Time Period3 Months [change]
DirectionMoves Against 
StrengthInsignificant
Accuracy98.41%
ValuesDaily Returns

Steel Partners Holdings  vs.  Valmont Industries

 Performance 
       Timeline  
Steel Partners Holdings 

Risk-Adjusted Performance

0 of 100

 
Weak
 
Strong
Very Weak
Over the last 90 days Steel Partners Holdings has generated negative risk-adjusted returns adding no value to investors with long positions. Even with relatively invariable essential indicators, Steel Partners is not utilizing all of its potentials. The current stock price agitation, may contribute to short-term losses for the retail investors.
Valmont Industries 

Risk-Adjusted Performance

5 of 100

 
Weak
 
Strong
Modest
Compared to the overall equity markets, risk-adjusted returns on investments in Valmont Industries are ranked lower than 5 (%) of all global equities and portfolios over the last 90 days. Despite fairly weak primary indicators, Valmont Industries may actually be approaching a critical reversion point that can send shares even higher in June 2024.

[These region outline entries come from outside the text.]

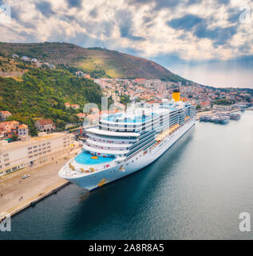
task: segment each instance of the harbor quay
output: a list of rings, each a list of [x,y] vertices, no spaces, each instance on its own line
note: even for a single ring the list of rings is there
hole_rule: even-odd
[[[81,150],[79,143],[71,141],[69,135],[65,134],[47,134],[37,138],[35,140],[8,143],[6,146],[2,146],[0,147],[2,156],[2,154],[6,155],[7,152],[9,154],[10,166],[9,169],[10,169],[13,168],[11,167],[14,166],[13,163],[15,164],[14,160],[18,155],[21,159],[22,151],[25,152],[26,150],[27,151],[27,148],[34,146],[38,146],[38,143],[42,145],[45,141],[51,138],[51,151],[49,152],[50,154],[45,154],[44,161],[39,158],[37,159],[34,158],[32,158],[34,161],[35,160],[34,165],[23,161],[21,165],[26,167],[18,169],[14,172],[6,173],[2,169],[1,170],[5,174],[2,174],[0,177],[0,222],[4,218],[2,216],[2,213],[14,215],[69,183],[58,176],[58,170]],[[64,143],[65,138],[66,138],[66,143]],[[69,140],[67,138],[69,138]],[[62,145],[60,143],[61,140]],[[17,146],[15,146],[15,143]],[[34,146],[31,146],[31,145]],[[16,154],[15,152],[17,152]],[[18,154],[18,152],[20,153]],[[23,156],[26,155],[24,152]],[[15,155],[17,155],[16,158]],[[23,159],[27,160],[27,158],[29,156],[26,158],[24,157]],[[24,177],[27,178],[23,178]]]
[[[35,167],[71,151],[74,144],[72,134],[65,133],[46,134],[26,141],[8,143],[0,142],[0,177],[26,167]]]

Steel Partners and Valmont Industries Volatility Contrast

   Predicted Return Density   
       Returns  

Pair Trading with Steel Partners and Valmont Industries

The main advantage of trading using opposite Steel Partners and Valmont Industries positions is that it hedges away some unsystematic risk. Because of two separate transactions, even if Steel Partners position performs unexpectedly, Valmont Industries can make up some of the losses. Pair trading also minimizes risk from directional movements in the market. For example, if an entire industry or sector drops because of unexpected headlines, the short position in Valmont Industries will offset losses from the drop in Valmont Industries' long position.
The idea behind Steel Partners Holdings and Valmont Industries pairs trading is to make the combined position market-neutral, meaning the overall market's direction will not affect its win or loss (or potential downside or upside). This can be achieved by designing a pairs trade with two highly correlated stocks or equities that operate in a similar space or sector, making it possible to obtain profits through simple and relatively low-risk investment.
Check out your portfolio center.
Note that this page's information should be used as a complementary analysis to find the right mix of equity instruments to add to your existing portfolios or create a brand new portfolio. You can also try the Bollinger Bands module to use Bollinger Bands indicator to analyze target price for a given investing horizon.